The following code builds the model.

In [2]:
from tensorflow.keras.losses import BinaryCrossentropy
from tensorflow.keras.metrics import AUC, Recall
from tensorflow.keras.optimizers import Adam

from pndapetzim.models import build_small_model

lossm = BinaryCrossentropy()
optimiser = Adam(learning_rate=0.01)

model = build_small_model(seq_len, 5)
aucm = AUC()
recallm = Recall()
metrics = ['accuracy', aucm, recallm]
model.compile(loss=lossm, optimizer=optimiser, metrics=metrics)
batch_size = 128

Now we can start training (takes a couple of minutes, though).
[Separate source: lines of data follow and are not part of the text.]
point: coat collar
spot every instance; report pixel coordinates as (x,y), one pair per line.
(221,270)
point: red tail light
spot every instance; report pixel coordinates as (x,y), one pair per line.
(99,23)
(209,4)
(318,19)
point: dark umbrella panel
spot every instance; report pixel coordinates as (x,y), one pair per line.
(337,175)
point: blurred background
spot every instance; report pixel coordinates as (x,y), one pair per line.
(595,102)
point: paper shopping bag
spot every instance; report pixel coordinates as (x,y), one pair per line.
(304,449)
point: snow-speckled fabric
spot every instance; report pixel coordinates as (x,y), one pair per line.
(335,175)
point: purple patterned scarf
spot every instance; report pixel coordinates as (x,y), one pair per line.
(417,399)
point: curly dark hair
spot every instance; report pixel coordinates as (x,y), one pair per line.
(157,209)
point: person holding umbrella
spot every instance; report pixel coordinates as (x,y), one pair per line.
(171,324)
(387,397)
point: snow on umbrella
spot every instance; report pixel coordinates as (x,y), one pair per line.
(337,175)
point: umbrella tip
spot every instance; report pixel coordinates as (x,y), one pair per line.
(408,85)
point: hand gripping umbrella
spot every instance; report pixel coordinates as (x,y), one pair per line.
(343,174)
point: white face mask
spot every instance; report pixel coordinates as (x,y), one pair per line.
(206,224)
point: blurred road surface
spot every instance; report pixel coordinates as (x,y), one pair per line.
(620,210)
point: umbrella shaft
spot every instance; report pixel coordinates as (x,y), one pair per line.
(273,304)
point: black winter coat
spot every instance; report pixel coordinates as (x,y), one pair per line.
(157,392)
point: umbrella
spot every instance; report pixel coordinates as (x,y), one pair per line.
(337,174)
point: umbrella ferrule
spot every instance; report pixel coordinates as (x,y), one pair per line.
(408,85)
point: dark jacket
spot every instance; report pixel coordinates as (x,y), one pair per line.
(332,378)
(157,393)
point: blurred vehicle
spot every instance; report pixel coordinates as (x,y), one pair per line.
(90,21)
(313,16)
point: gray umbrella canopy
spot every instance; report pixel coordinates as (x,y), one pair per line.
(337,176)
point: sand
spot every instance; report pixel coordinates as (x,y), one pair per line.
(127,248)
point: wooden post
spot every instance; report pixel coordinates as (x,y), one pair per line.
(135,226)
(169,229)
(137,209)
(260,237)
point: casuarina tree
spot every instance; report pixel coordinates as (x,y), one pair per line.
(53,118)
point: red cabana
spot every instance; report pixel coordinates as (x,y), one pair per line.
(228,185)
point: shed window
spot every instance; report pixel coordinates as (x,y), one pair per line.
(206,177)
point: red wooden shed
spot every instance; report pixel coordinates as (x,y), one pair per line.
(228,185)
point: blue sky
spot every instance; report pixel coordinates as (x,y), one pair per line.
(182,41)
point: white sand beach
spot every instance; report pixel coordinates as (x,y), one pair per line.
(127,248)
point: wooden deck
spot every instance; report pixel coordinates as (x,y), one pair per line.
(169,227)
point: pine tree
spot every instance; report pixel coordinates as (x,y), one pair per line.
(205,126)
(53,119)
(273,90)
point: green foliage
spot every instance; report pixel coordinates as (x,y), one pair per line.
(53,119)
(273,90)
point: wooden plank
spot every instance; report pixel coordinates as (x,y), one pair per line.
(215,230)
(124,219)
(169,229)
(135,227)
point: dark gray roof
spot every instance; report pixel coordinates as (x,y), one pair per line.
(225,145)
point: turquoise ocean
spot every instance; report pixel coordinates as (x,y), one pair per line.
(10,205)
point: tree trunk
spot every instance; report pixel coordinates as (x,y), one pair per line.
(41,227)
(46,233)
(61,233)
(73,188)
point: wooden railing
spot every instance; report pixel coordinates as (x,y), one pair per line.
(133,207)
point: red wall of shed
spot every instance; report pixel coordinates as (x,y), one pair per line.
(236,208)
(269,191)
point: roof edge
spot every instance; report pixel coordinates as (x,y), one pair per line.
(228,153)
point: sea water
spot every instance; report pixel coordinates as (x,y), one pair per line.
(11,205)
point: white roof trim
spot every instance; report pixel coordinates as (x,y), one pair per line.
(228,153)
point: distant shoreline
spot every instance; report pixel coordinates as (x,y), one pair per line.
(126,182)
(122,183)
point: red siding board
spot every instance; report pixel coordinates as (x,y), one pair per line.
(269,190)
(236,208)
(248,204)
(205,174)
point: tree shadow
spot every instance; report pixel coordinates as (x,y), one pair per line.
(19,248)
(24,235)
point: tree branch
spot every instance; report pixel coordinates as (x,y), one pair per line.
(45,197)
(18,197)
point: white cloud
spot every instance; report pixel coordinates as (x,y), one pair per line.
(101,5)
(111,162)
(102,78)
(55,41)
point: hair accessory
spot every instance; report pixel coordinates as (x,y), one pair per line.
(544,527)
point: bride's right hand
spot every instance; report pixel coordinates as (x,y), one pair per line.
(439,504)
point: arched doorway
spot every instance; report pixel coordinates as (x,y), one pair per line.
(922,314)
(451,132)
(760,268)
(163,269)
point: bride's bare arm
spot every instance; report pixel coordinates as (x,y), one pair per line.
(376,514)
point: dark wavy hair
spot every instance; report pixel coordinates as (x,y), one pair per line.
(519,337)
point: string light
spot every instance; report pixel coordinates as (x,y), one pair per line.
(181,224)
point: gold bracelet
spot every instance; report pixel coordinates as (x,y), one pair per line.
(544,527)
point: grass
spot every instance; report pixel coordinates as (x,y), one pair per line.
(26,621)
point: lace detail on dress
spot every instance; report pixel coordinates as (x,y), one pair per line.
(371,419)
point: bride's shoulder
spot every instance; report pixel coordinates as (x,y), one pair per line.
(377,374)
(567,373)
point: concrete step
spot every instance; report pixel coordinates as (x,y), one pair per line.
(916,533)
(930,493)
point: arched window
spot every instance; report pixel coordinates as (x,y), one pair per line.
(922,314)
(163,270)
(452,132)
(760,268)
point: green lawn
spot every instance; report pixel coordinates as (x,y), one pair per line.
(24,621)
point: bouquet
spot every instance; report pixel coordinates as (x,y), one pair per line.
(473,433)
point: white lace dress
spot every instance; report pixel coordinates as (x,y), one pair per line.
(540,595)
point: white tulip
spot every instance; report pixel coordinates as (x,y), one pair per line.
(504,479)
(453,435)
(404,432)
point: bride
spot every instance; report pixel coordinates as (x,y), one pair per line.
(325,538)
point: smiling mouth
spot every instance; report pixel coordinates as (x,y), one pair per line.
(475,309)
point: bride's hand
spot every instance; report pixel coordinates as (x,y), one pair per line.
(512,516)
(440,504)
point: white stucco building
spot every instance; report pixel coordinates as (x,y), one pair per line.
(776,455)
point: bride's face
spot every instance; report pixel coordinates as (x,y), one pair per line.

You can safely ignore the warning as the data set contains more features that are needed for the small model.

In [3]:
model.fit(train.batch(batch_size).prefetch(10), epochs=1)

  [n for n in tensors.keys() if n not in ref_input_names])




<tensorflow.python.keras.callbacks.History at 0x10c3d3dd0>

And now let us evaluate the model on the test dataset:

In [4]:
loss, accuracy, auc, recall = model.evaluate(test.batch(batch_size))
print(f'loss: {loss}, accuracy: {accuracy}, AUC: {auc}, recall: {recallm.result()}')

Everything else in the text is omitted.